Chapter Summary

Chapter Summary

Key Points

  • 1.

    nn.Module is the building block. Every PyTorch model is an nn.Module tree. Compose with nn.Sequential for chains, nn.ModuleList for indexed collections, nn.ModuleDict for named lookups. Always call super().__init__() and use model(x) not model.forward(x).

  • 2.

    The training loop has five steps. (1) optimizer.zero_grad(), (2) forward pass, (3) loss computation, (4) loss.backward(), (5) optimizer.step(). Call model.eval() and torch.no_grad() for validation. This explicit loop gives full control over every aspect of training.

  • 3.

    Choose losses that match your task.
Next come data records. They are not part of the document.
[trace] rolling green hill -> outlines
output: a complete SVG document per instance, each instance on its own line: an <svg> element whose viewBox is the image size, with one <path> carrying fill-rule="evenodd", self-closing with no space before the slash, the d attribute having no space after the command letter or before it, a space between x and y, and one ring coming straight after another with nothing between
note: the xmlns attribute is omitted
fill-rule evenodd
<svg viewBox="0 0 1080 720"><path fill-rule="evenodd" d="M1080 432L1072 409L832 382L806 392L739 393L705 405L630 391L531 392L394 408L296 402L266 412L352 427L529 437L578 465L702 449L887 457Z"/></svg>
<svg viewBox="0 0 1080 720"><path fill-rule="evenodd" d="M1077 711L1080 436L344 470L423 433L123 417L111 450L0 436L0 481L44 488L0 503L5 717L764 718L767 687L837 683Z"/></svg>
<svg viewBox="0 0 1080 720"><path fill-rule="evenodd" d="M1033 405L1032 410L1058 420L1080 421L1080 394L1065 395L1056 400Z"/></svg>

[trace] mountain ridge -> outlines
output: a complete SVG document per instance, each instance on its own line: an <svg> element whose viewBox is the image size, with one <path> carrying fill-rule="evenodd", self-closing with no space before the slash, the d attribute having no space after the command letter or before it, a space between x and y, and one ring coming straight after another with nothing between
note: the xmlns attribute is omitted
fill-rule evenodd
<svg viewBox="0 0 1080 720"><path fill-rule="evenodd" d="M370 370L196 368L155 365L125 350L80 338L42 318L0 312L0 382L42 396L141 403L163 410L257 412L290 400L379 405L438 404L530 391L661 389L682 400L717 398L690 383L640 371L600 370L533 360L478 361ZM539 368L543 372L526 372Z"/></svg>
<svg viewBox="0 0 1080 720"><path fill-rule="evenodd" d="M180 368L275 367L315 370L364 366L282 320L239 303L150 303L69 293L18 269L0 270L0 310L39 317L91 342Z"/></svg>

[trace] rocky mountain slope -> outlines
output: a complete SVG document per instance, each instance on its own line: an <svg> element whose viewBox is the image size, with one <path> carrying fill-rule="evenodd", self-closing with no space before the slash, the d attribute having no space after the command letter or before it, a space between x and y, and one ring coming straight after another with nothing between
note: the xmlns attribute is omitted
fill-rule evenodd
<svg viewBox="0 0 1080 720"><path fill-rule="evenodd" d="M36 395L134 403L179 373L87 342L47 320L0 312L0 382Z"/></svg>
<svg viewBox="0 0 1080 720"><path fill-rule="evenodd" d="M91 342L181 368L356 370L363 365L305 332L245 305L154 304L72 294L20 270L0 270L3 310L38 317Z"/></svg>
MSE for regression (Gaussian noise assumption), CrossEntropyLoss for classification (categorical distribution), BCEWithLogitsLoss for multi-label. Never apply softmax before CrossEntropyLoss. Custom losses must be differentiable.

  • 4.

    Infrastructure scales training. DataLoader with pin_memory=True and appropriate num_workers for efficient GPU feeding. Cosine annealing LR schedules. Checkpoint model and optimizer state after each epoch. AdamW is the default optimizer.

  • 5.

    Debug systematically. Always verify with the overfit-one-batch test. Monitor gradient norms to detect vanishing/exploding gradients. Use gradient clipping for stability. Check for NaN in gradients and activations.

Looking Ahead

Chapter 27 introduces convolutional neural networks (CNNs), which replace fully connected layers with parameter-sharing convolutions for spatial data. The nn.Module patterns, training loop, and debugging strategies from this chapter apply directly to all architectures in Part VI.